2021年09月26日09:54    來源:學習時報

採訪對象:鄭金沐,1936年1月生,福建莆田人。1959年畢業於廈門大學,高級經濟師。1969年6月到廈門市計委工作。1983年10月任市計委副主任兼市物價委副主任,1985年7月兼任市體改委委員,1986年8月兼任市經濟社會發展戰略研究辦公室主任。后任市體改委副主任、主任,市計委主任。

採 訪 組:沈凌 路也 胥晴

採訪日期:2017年6月5日

採訪地點:廈門賓館

採訪組:鄭主任,習近平同志1985年6月到廈門任副市長,您是市計委副主任。你們是什麼時間見的面?

鄭金沐:近平同志來廈門當副市長以后,找市政府部委辦領導了解情況,第一個找到的人就是我,我感到非常榮幸。當時我雖然不認識他,但我知道他的父親是習仲勛同志,從情感上非常尊重他。他的辦公室在我樓上。我跑到樓上去,他們就跟我介紹說,這是習副市長。近平同志給我的第一個感覺就是個子很高,長得很帥,很平易近人,一點也沒有架子。

那次叫我上去,他要我陪他去工廠調研。我記得他在工廠裡也是很熱情地和職工們打招呼、問情況,非常隨和。

后來聽陪同他去同安縣五峰村(以前是蘇區,鬧革命的地方)的同志說,村支書請近平同志喝茶,當時山裡老百姓用的茶具可沒現在這麼講究,上面都積滿了茶垢,黑不溜秋的,看起來有點臟。以前有領導下來調研,一坐下來,秘書就把保溫杯端過來,喝的都是自己帶來的茶水。沒想到近平同志毫不猶豫非常自然地拿起杯就喝了起來。這個茶杯一端,他和村支書、和村民的距離也就一下子拉近了。我聽了之后很感動。

后來我了解到大家對他的評價,跟我第一次接觸他的感覺是一樣的。我想,這可能跟他在陝北插隊,一直跟農民同吃同住打交道有很大關系。

採訪組:習近平同志初到廈門工作,有沒有跟您交流過他對廈門當時經濟社會發展的初步印象和判斷?

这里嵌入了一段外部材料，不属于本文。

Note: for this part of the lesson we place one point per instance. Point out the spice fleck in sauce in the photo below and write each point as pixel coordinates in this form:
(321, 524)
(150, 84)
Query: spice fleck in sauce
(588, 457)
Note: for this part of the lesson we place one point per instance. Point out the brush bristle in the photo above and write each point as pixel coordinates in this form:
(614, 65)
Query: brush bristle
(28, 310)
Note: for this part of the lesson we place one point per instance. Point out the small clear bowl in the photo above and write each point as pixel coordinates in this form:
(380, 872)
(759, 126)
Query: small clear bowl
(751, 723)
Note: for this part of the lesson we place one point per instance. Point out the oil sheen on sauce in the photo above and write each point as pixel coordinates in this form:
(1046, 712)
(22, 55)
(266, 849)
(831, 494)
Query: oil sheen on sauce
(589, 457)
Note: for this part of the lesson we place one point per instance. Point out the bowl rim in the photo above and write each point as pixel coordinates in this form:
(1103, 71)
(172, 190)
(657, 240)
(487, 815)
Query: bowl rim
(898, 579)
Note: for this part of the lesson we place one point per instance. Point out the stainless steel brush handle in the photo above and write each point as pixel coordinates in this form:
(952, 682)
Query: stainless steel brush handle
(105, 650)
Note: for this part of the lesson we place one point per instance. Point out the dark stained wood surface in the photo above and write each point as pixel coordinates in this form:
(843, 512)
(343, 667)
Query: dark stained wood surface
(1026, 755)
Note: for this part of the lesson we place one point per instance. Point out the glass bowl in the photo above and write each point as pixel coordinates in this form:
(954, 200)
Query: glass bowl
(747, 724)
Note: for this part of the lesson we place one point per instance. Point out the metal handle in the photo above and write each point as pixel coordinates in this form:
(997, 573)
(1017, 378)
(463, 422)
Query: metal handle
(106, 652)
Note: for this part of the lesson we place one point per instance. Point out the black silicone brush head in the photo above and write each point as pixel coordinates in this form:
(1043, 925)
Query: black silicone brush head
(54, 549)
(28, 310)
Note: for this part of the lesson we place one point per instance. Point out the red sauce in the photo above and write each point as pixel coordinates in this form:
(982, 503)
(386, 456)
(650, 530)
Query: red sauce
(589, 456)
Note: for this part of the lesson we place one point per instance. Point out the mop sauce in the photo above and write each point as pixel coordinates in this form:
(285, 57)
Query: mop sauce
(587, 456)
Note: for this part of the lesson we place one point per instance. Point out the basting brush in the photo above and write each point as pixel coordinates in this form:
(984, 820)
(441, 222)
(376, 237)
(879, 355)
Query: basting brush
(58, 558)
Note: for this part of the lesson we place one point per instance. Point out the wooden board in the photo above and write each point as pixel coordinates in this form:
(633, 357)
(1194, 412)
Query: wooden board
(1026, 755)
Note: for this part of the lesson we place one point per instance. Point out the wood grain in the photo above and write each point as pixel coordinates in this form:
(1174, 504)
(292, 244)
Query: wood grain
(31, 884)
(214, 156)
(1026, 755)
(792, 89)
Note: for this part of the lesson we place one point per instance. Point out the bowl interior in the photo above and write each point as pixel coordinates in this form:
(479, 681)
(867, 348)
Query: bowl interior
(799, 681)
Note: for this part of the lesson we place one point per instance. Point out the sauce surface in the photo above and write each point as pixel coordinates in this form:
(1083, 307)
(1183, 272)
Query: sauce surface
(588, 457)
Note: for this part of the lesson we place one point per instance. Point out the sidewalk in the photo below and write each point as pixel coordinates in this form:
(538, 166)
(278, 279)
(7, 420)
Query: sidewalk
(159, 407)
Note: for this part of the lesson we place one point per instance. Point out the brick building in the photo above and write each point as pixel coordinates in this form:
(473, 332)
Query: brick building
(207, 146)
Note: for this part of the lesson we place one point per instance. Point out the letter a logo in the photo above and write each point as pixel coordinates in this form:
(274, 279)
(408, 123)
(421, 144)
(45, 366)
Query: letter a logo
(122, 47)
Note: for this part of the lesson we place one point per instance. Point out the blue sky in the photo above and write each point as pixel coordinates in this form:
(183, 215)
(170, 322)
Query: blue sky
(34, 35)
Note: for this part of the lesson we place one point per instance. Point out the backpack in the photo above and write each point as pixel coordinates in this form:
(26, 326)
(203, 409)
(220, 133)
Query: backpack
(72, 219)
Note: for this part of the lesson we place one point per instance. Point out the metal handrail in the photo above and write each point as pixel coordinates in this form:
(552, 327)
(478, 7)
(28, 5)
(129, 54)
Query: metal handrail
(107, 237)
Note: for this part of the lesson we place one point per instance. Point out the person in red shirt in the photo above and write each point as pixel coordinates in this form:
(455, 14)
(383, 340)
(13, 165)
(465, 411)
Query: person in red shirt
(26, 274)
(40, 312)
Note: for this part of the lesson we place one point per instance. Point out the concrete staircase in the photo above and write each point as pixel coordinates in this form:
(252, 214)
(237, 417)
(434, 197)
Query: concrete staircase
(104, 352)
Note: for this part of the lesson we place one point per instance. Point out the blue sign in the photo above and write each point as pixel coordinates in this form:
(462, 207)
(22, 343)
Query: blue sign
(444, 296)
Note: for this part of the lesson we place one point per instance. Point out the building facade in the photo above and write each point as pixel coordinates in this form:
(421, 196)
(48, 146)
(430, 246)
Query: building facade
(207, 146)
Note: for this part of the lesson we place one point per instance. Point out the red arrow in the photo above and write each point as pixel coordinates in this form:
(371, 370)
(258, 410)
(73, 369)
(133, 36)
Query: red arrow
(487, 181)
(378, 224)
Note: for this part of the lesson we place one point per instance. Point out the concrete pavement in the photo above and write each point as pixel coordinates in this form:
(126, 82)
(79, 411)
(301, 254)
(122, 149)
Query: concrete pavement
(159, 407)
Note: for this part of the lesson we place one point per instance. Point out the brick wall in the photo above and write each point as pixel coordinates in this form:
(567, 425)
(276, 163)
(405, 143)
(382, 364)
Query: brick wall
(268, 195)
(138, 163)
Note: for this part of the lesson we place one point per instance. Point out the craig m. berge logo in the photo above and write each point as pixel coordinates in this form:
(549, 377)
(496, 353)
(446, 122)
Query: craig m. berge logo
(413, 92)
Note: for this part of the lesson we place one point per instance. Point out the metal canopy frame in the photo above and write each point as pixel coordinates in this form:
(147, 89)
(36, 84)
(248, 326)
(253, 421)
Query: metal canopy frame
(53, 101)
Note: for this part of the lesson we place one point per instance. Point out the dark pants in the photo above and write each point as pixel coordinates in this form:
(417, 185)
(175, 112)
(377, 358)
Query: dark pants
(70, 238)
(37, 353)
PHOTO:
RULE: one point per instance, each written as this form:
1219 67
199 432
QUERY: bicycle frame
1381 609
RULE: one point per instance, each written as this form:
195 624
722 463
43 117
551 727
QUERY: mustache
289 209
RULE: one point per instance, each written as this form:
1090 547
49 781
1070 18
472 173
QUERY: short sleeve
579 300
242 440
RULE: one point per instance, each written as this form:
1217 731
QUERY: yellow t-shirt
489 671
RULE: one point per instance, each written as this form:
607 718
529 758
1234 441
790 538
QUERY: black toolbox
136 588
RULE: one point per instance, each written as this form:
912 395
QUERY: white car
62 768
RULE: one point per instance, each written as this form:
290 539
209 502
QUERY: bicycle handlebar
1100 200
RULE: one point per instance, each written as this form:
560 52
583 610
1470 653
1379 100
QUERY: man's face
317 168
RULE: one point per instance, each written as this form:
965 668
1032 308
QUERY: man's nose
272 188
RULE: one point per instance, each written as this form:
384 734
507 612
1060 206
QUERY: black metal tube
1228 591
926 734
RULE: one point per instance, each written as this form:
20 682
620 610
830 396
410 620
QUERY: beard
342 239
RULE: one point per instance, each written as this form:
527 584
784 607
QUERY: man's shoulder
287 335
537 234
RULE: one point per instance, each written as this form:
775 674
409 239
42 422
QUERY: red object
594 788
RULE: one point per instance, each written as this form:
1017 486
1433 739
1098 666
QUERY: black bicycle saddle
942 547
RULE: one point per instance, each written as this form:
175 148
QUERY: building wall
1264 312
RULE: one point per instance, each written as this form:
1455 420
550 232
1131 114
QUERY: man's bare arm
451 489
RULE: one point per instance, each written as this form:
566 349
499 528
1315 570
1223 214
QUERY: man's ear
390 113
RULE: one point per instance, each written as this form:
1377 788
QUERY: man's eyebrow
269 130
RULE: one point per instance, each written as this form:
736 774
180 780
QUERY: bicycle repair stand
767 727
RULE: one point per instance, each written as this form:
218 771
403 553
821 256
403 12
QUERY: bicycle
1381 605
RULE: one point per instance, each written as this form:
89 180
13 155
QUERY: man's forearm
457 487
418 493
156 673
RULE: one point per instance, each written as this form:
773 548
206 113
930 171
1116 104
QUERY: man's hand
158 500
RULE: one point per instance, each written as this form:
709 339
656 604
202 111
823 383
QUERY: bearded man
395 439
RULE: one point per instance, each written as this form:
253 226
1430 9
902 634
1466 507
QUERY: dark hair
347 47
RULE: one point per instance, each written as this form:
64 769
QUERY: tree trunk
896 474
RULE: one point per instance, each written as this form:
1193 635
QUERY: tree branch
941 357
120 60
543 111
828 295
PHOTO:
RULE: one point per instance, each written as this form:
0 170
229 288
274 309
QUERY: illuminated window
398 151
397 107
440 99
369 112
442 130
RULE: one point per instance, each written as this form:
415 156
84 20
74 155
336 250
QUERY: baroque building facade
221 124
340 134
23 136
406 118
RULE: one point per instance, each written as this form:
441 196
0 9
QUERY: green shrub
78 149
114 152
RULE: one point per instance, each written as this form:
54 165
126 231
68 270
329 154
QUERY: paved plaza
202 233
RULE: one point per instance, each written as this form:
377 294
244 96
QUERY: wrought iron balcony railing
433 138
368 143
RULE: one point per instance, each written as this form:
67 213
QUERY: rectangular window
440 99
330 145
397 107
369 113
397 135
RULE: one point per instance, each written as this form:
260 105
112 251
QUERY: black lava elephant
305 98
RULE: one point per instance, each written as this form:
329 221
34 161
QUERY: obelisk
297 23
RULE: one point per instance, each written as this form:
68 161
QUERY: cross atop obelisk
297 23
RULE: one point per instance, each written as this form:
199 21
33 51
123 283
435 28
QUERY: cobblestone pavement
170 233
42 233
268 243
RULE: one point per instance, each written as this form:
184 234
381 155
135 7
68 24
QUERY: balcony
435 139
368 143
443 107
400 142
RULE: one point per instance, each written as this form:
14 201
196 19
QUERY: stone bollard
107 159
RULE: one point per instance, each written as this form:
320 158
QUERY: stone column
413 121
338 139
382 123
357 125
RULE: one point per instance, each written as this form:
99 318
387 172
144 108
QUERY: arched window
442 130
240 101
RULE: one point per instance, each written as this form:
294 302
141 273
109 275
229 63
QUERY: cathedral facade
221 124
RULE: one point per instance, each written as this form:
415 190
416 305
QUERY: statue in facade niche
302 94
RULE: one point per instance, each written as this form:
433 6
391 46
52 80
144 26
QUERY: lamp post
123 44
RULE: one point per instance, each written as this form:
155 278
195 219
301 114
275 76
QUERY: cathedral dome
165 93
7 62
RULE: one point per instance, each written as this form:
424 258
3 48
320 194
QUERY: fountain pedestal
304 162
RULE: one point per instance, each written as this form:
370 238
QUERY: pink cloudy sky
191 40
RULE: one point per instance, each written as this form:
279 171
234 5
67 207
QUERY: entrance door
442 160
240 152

鄭金沐:近平同志沒有直接跟我講過他對廈門的最初印象。他倒是公開講過對廈門的印象,那是慶祝廈門特區成立25周年之際,廈門電視台記者去浙江採訪他,他說,1985年中央組織部調他到廈門工作,他是從中央機關到河北,又從河北過來。他剛到廈門包括到福州,和預想的反差很大。因為他以前從來沒有到過福建,總的感覺不像想象中認為的那樣開放和先進,特別是從基礎設施上看,從市容市貌上看,當時廈門確實是相對比較落后。有很多人到了廈門,感覺特區怎麼是這個樣子。所以,近平同志說:“在開始的過程中,工作之艱難是可以想象的。”

不僅是物質條件的落后,當時還有人說廈門是一個海島,廈門人的一些思維方式被稱為“島民意識”“海島意識”。因此,相比別的特區,廈門經濟特區的創建工作需要付出更大的努力,那就是觀念上的更新。回首廈門經濟特區25年走過的不平凡歷程,近平同志對內涵豐富的廈門精神給予了高度評價。他說,廈門的人民群眾是廈門建設的主體,多年來廈門的建設都離不開廈門人民的辛勤努力。廈門的同志創造了很多精神,最早是陳嘉庚精神,50年代有海堤精神,還有英雄三島精神、鼓浪嶼好八連精神、馬塘精神,等等。這些凝聚成了一種艱苦奮斗、拼搏創新的廈門精神。曾幾何時,改革開放這樣一種東風,全方位的開放,廈門人樹立了一種改革開放的廈門精神,這裡邊有自力更生,這裡邊有銳意創新,這裡邊有一種包容並蓄、大氣和諧的內涵。廈門也從一個封閉的海防城市,建設成現代化的海上花園,為人所羨慕的一個美麗現代化城市。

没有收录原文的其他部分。